Chest. 1990 Oct;98(4):907-10.
From June 1988 to February 1989, we enrolled 36 patients with human immunodeficiency virus into a randomized double-blind placebo-controlled trial assessing the efficacy and toxicity of aerosolized pentamidine (AP) as secondary prophylaxis for Pneumocystis carinii pneumonia. Each patient underwent spirometric evaluations before and after aerosolized treatment. There was no significant difference in the results of baseline pulmonary function tests between the two groups. Eleven patients (65 percent) in the AP group developed cough but only four demonstrated significant reduction in the forced expiratory flow rates after AP; four patients (21 percent) in the placebo group developed cough, but no significant change in the expiratory flow rates was noted. All bronchospastic episodes were self-limited and symptomatically responded to remedial inhaled albuterol (salbutamol) treatment. We conclude that AP treatment is frequently associated with coughing attacks (65 percent), but the actual incidence of bronchospasm on spirometry is much lower (24 percent) and is generally quite mild.

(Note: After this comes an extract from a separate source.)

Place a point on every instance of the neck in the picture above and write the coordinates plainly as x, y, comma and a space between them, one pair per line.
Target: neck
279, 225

1988年6月至1989年2月,我们将36例人类免疫缺陷病毒感染者纳入一项随机双盲安慰剂对照试验,评估雾化喷他脒(AP)作为卡氏肺孢子虫肺炎二线预防措施的疗效和毒性。每位患者在雾化治疗前后均接受了肺功能测定评估。两组的基线肺功能测试结果无显著差异。AP组有11例患者(65%)出现咳嗽,但只有4例在接受AP治疗后用力呼气流量显著降低;安慰剂组有4例患者(21%)出现咳嗽,但呼气流量无显著变化。所有支气管痉挛发作均为自限性,对症吸入沙丁胺醇治疗后症状缓解。我们得出结论,AP治疗常伴有咳嗽发作(65%),但肺功能测定显示支气管痉挛的实际发生率要低得多(24%),且通常较为轻微。